Acting Prime Minister Michael McCormack has today been caught out talking down the Australian economy at the same time Treasurer Frydenberg was repeating his tired assertion that the Morrison Government has the “right policy settings”.
When questioned on the Government’s fiscal policy this morning, Acting Prime Minister McCormack said:
When you’ve got a stronger economy you can look at all those sorts of things. You can look at the welfare payments. You can look at all those sorts of things. Even spending more money on infrastructure to make it easier for people.
ABC Radio Adelaide, 27 August 2019
Acting Prime Minister McCormack’s comments further highlight the Morrison Government’s disarray on the economy.
While the Treasurer claims this Government has the “right policy settings”, in reality they are overseeing our slowest growth in a decade, stagnant wages, record household debt, high underemployment, and declining living standards.
The RBA Governor is this week again calling on the Morrison Government to use fiscal policy, such as fast tracking infrastructure investment, to get the economy going again.
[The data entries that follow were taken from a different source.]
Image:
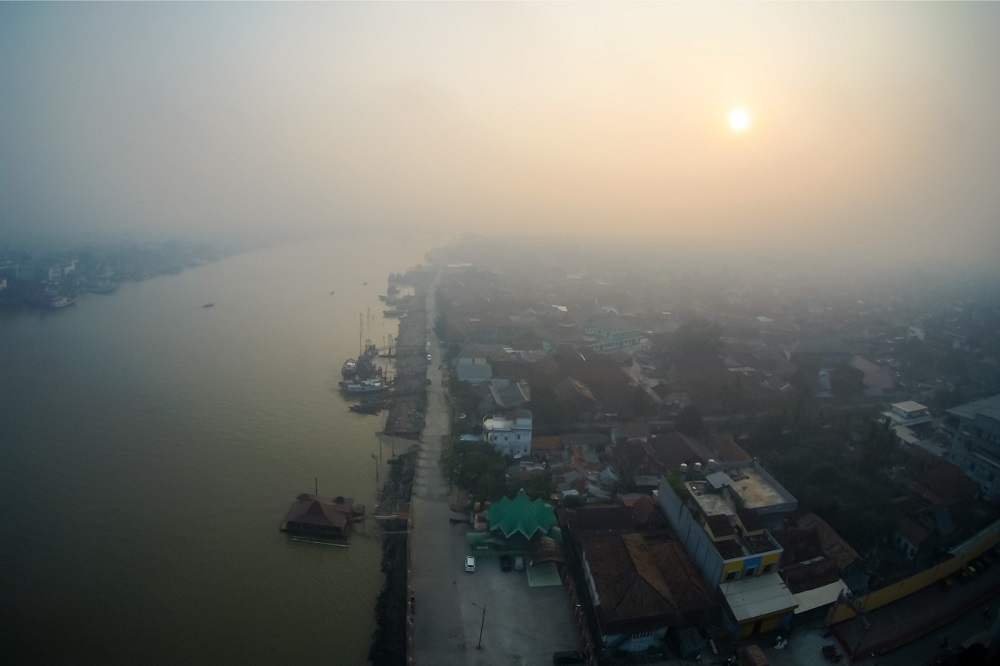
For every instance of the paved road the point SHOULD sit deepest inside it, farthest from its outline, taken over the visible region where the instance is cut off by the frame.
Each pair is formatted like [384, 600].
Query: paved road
[437, 630]
[482, 618]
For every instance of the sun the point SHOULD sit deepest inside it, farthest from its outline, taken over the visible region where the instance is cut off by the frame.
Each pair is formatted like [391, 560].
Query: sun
[739, 119]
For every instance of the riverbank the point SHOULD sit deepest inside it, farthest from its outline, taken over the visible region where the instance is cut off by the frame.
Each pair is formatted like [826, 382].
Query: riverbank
[389, 639]
[405, 420]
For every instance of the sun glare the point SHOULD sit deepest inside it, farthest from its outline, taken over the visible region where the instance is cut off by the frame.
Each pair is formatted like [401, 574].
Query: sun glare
[739, 119]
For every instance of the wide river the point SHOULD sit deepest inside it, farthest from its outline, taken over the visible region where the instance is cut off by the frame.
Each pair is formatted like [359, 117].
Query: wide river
[149, 448]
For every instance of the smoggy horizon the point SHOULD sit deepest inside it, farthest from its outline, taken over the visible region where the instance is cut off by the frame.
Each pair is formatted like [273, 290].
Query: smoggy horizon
[868, 130]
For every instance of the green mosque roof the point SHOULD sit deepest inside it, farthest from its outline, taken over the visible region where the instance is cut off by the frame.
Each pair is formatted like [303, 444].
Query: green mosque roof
[521, 514]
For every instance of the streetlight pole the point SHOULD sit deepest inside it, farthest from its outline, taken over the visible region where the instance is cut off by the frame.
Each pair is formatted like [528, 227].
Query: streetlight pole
[479, 646]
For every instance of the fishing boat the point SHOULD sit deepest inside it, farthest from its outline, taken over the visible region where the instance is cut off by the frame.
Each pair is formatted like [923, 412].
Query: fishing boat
[364, 386]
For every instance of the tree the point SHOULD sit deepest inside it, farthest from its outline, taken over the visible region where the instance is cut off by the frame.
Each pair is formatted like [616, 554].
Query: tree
[699, 338]
[690, 423]
[846, 382]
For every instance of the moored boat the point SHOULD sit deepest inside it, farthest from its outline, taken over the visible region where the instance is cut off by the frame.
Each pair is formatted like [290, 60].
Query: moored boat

This marks his sixth intervention since the May 2019 election.
Rather than heed his advice, last week we saw the release under FOI of slides prepared by the Treasury (at the behest of Treasurer Frydenberg) to try to debunk Dr Lowe’s measured and well considered calls for infrastructure spending.
Will Treasurer Frydenberg again manufacture excuses to ignore the RBA Governor’s repeated advice?
Will Infrastructure Minister McCormack continue to roll over and fail to produce a real plan to bring forward infrastructure investment?
Good governments use fiscal policy, such as boosting infrastructure spending, to improve the lives of all Australians and boost our economy – as Labor did in response to the Global Financial Crisis.
Over their first five budgets, this dismal Government delivered $5.1 billion less for infrastructure than they promised.
Australians are demanding this Government change course and start taking infrastructure investment seriously.
Ministers Frydenberg and McCormack must stop quibbling between themselves, listen to the experts and focus on delivering a real plan to turn things around.